Hakim, kendi tayin etmiş olduğu süreyi, HMK’nin 90/2. maddesine göre iki tarafı dinledikten sonra haklı nedenlere dayanarak azaltıp çoğaltabilir ve bu sürenin, kesin olduğuna da karar verebilir (HMK m.94/2, HUMK m.159).
Mahkememizce yasaya göre hakimin, tayin ettiği ilk sürenin kesin olduğuna da karar verebilmesidir (HUMK m.163/3 c.3, HMK m. 94). Ancak, böyle bir durumda davacıya kesin süre verilmemiş davacı vekili duruşmada bilirkişi ücreti yatırmayacağını talebi gibi karar verilmesi isteminde bulunmuştur.
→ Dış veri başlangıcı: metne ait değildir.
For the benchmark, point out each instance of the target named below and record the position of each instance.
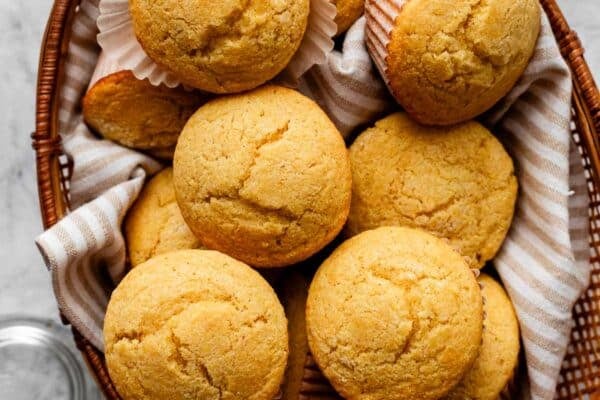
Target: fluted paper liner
(381, 15)
(106, 66)
(117, 39)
Kısaca; ister kanun, ister hakim tarafından tayin edilmiş olsun, kesin süre içerisinde yerine getirilmeyen bir işlemin, bu süre geçtikten sonra yerine getirilmesi olanaklı değildir.
Bu durumda davacı davasının kanıtlayamadığından davanın reddine karar vermek gerekmiştir.
Bu nedenle aşağıdaki hüküm kurulmuştur.

HÜKÜM: Gerekçesi yukarıda açıklandığı üzere:
1- Kanıtlanamayan davanın Reddine,
2- 44,40-TL karar harcının peşin alınan 63,19-TL den düşümü ile kalan 18,79-TL nin karar kesinleştiğinde ve talep halinde davacıya iadesine,
3-Davacı tarafından yapılan yargılama giderinin davacı üzerinde bırakılmasına,
4-Davacının gider avansından artan bakiyesinin karar kesinleştiğinde ve talep halinde davacıya iadesine,
Dair, Kesin olarak verilen karar davacı vekilinin yüzünde açıkça okunup usulen anlatıldı.